This analysis is performed on publicly available data https://github.com/vilnius/keleiviu-srautai.git. Data consists of 2016 year passengers flow data (entering bus (IN) and leaving the bus (OUT)).
Cause each month data is stored in different CSV format files, data must be concatenated into single data structure. Each bus can have different number of people counters (depends on bus type) and each counter results are stored into different fields in CSV file. In order to get final numbers those fields values must by summed up. I am using just part of data that is stored in files: Direction, Line, Stop name, Stop number, Passengers In, Passengers Out, Stop longitude, Stop Latitude. Stops coordinates are stored in another file so passengers traffic data and stop data was joined using Stop number field. Data cleaning was performed in order to remove abnormal values. Few example of abnormal values: passengers entered bus on single stop is negative (-999996) or really to high (1231) same with passengers leaving the bus. All abnormal data was removed leaving passengers in/out numbers between 0 and 20.
First of all I am interesting to see the overall passengers flow per month.
Usage of Vilnius public transport rises till May, then it starts to decrease and after the summer, from August it starts to increase again. Number of passengers entering and leaving the bus are different, it shows that automatic passengers counters that are used in buses are not accurate.

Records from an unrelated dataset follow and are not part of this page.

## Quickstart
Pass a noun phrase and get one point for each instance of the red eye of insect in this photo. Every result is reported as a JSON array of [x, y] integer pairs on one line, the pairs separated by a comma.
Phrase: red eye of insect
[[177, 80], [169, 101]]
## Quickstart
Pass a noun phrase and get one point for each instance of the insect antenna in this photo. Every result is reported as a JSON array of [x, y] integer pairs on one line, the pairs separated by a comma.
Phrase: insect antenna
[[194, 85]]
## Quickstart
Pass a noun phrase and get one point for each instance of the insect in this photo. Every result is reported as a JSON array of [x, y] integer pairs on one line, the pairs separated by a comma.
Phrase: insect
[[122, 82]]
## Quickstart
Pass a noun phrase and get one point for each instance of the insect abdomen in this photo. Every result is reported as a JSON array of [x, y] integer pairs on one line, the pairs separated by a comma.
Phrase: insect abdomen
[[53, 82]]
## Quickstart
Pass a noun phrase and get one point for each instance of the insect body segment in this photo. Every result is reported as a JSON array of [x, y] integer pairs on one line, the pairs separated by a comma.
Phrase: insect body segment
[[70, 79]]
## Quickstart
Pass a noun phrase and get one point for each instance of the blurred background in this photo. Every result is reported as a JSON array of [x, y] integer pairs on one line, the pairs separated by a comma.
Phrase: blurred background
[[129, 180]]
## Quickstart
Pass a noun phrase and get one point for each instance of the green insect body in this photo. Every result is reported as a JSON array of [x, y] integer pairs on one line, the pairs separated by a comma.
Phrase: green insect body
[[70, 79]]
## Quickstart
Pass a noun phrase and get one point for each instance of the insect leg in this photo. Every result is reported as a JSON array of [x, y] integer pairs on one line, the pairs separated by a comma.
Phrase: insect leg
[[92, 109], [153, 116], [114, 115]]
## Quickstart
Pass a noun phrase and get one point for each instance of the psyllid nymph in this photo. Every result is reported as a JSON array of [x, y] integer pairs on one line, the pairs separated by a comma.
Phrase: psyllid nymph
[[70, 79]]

In order to view how passengers are moving in the city I created passengers IN and passengers OUT heatmaps, that shows number of passengers in each stop.
URLs:
Main courses: Žirmūnai, Ladynai, Baltupiai, Santariškės, Šnipiškės and Savanorių pr. What is more we can see ow different seasons and trips changes influences passengers traffic course. Main (hottest) areas for passengers entering the bus and leaving are almost the same.
Which routes are most popular in Vilnius?
Directions ATEITIES G.-BUKCIAI, BUKCIAI-ATEITIES G, FABIJONISKES-MARKUCI, MARKUCIAI-FABIJONISK are popular all year, other directions load depends on season and other factors. What is more, popular directions for IN/OUT are the same. Almost all directions to/from depot are "unpopular" with least passengers.
It is interesting to inspect passengers traffic flow by week days over year and single month. At this point I am analyzing only count of passengers IN value.
Passengers flow on weekends is about 35 % lower then on normal working day.
At summer time passengers flow decreases. On 9 month Thursday and Friday is almost 20 % passengers flow increase compared with begining of the week, I guess it is because 2016-09-01 (Thursday) is start of the session.
I am interesting how passengers flow changes depending on time of the day over year and single month. At this point I am analyzing only count of passengers IN value. Hourly counts are grouped into to ranges of 4 hours.
As expected single day data are distributed normally. Highest passengers flow is between 12 and 16 hours. Least passengers flow is in the early morning. By the way biggest passengers traffic flow between 0 and 4 hours is on weekends, especially on saturdays. Passengers flow depends on the day of the week.
Let's inspect which months are similar to each other based on passengers flow on week days.
Correlation heatmap shows that 9 and 12, 8 and 11, 3 and 11, 2 and 10 months passengers flow was very similar. On the other hand 3 and 7, 6 and 7, 8 and 7, 11 and 7 months passengers flow was different. 6, 7, 8 months are very different, because passengers traffic flow on those moths was lowest.
I guess no trend occurs in the data. Passengers flow rise and fall with no particular pattern, but lets test that.
After performing linear regression analysis I can see that no linear trend exists.